But when we look up, our posture changes. After the eyes and head lift, the rest of our body follows. The shoulders roll back, the ribs and heart extend out. Our bodies are less tense, and more open. More open to the world around us, and more open to God's grace over whatever is on our phone or stuck on repeat in our minds. We are also more open to literally notice the hills and mountains around us and delight in God's creative goodness. We are more open to notice the people around us and delight in God's image in them, and act with mercy. And as we keep looking up and up, we are more open to call out to Jesus, so that we can be transformed toward his character of love and compassion to others.

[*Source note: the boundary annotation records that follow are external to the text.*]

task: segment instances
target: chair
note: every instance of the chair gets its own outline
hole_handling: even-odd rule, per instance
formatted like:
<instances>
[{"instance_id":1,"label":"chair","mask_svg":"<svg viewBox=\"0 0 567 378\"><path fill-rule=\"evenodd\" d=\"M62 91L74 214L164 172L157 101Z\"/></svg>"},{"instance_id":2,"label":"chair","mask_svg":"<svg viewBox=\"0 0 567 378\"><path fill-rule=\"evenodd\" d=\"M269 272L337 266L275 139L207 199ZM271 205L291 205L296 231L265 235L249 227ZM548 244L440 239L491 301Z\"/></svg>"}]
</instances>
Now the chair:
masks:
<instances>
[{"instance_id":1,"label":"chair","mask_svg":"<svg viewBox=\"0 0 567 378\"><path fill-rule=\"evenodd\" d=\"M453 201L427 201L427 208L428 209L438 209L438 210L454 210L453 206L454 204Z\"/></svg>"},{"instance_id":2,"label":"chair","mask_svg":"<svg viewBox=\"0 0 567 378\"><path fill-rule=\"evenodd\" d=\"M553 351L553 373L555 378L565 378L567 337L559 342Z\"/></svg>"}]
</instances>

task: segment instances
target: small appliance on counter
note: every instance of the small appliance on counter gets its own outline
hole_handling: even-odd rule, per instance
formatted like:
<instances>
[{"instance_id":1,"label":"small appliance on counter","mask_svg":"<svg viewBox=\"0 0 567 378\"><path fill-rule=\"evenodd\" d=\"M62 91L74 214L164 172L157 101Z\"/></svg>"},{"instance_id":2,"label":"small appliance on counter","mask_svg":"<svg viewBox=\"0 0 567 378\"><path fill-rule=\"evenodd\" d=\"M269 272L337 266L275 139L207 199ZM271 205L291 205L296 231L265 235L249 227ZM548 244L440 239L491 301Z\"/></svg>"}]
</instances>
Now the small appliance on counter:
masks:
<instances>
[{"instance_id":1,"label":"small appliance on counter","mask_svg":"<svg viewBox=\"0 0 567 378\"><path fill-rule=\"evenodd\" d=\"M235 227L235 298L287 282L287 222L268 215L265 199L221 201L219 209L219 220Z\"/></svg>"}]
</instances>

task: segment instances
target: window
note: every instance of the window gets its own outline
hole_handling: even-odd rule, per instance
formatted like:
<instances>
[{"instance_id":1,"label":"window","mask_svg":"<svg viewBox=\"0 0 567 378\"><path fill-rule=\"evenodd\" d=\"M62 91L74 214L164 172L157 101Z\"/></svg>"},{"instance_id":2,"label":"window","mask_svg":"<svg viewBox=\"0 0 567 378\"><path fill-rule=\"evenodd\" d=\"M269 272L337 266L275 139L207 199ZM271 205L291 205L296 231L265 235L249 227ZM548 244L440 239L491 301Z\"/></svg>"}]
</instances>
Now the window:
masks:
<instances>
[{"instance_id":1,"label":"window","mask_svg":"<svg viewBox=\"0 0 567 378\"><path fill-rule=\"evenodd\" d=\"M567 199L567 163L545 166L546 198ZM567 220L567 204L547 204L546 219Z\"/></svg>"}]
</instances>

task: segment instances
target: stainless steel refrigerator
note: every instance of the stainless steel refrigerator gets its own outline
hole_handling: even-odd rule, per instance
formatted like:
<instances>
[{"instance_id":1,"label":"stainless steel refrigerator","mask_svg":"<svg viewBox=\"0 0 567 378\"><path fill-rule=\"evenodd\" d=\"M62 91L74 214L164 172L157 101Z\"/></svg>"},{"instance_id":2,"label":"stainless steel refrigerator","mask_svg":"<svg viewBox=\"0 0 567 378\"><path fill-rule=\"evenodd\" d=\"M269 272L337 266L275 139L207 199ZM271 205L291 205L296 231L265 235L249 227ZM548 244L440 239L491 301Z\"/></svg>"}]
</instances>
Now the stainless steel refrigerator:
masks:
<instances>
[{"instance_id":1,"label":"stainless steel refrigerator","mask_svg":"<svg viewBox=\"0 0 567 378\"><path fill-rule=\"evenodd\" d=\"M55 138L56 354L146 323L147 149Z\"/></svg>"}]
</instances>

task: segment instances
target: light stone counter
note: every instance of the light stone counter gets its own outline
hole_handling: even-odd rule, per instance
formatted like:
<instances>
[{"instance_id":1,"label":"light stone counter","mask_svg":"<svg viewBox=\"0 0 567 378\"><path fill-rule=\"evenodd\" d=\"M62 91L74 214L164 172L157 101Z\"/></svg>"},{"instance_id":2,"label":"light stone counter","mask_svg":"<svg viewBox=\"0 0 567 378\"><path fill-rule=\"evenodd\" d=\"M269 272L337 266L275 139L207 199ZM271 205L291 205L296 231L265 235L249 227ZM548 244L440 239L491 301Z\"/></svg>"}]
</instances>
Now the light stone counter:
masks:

That's not a very common posture these days, is it?
At the end of the day, when we are looking down, our thoughts and attitudes often revolve around the self. We are tempted to be absorbed by things much smaller than God's kingdom. When we look up, we enter into a place to receive and give. There is a newfound vulnerability. There is an opportunity to notice something fresh and new, and to trust God as we step toward it.
Sometimes the simplest practices are the most helpful. Today, I encourage you to pray with your eyes up, arms out, and posture open. Ask God, and no one else, to be your hope and your rescue. Rest in the care of the creator.
And when you encounter others, lift up your eyes. See in them the beauty and complexity of God's image. Be filled with compassion and kindness.
I can't imagine a better descriptor when someone asks what we're like, than being known by this little image of Psalm 121.
"She lifts her eyes up."
Jesus, lift my eyes toward your hope. It's so easy to get distracted.